Tutorial: Algebraic Foundations Powering FlashAttention
7 hours ago
- #FlashAttention
- #Associative Algebra
- #Numerical Stability
- FlashAttention's efficiency arises from the algebraic property of associativity, enabling parallel reduction over attention computations.
- The online softmax algorithm, a key component of FlashAttention, is shown to be associative by using a carrier state (m, d) for running max and denominator, with a merge operation that maintains numerical stability.
- Welford's variance algorithm is another example of an associative operation, where a carrier state (count, mean, sum of squared deviations) allows stable streaming computation of variance.

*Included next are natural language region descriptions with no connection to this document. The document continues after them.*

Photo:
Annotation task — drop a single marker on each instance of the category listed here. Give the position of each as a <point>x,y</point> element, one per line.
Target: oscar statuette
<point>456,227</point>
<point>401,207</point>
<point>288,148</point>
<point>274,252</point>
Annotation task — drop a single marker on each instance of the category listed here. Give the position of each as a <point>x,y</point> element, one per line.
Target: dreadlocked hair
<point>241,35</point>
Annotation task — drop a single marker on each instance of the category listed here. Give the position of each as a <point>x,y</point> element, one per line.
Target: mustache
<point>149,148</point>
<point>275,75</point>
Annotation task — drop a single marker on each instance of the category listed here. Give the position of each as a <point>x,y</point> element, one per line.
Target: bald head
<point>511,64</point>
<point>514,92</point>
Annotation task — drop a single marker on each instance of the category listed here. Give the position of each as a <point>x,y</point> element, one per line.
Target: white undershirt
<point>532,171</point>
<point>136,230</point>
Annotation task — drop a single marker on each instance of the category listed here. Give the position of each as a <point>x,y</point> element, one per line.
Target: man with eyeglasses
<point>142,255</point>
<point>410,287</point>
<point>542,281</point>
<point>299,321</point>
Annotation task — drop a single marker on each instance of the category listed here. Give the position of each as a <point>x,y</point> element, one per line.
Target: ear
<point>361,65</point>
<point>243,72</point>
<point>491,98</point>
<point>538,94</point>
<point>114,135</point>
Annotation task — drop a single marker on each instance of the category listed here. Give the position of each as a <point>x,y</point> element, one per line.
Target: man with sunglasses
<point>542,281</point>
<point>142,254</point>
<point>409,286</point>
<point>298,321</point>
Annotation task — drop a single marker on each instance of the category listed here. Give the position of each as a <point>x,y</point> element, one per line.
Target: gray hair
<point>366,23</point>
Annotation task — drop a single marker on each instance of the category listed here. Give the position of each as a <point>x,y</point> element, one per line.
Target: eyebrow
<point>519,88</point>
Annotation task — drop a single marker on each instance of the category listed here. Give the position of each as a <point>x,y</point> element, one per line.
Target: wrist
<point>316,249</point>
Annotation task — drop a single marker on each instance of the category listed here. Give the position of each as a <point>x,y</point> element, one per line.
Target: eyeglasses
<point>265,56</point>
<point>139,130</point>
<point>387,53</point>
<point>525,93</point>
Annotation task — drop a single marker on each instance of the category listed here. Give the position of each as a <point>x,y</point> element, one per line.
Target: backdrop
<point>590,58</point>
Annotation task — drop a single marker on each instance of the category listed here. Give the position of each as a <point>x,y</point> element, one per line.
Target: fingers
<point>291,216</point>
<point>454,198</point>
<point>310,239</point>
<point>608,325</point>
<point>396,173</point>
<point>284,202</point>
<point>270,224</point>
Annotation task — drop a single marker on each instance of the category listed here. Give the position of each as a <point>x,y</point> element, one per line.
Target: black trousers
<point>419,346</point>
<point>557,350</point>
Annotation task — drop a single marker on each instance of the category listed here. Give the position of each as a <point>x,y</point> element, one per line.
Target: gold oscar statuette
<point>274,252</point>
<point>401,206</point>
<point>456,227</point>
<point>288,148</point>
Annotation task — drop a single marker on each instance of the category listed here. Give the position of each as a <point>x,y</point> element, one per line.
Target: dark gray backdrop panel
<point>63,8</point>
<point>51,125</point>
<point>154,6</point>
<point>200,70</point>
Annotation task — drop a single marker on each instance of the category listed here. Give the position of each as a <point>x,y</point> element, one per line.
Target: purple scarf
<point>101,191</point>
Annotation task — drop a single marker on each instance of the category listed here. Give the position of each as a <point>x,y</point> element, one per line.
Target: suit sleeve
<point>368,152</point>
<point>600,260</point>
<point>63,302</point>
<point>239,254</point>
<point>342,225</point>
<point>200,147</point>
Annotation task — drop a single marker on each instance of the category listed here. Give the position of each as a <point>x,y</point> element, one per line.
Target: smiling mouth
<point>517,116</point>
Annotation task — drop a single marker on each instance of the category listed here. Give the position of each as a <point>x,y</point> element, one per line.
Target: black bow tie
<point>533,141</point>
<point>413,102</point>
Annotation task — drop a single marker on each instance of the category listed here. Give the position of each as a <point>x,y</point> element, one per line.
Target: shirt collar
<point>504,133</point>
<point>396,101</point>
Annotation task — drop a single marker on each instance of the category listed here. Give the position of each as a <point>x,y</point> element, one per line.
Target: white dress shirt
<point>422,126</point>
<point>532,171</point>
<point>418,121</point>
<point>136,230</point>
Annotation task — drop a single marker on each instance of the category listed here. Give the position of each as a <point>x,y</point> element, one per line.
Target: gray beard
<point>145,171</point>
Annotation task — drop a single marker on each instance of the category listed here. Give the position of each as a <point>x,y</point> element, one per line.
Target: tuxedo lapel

- FlashAttention's state includes (m, d, o) for max, denominator, and unnormalized output, with a merge that rescales based on max differences, proving associativity through transport of structure.
- Transport of structure demonstrates that any bijection applied to a monoid preserves associativity, allowing generalization of associative reductions in machine learning, such as using base-2 exponentials for efficiency.
- Numerical stability analysis ensures no overflow and minimal precision loss in FlashAttention, with error bounds scaling with the number of additions, unaffected by tiling.
- The Third Homomorphism Theorem provides a method to check if a sequential loop is secretly associative by verifying existence of forward and backward folds, enabling parallelization.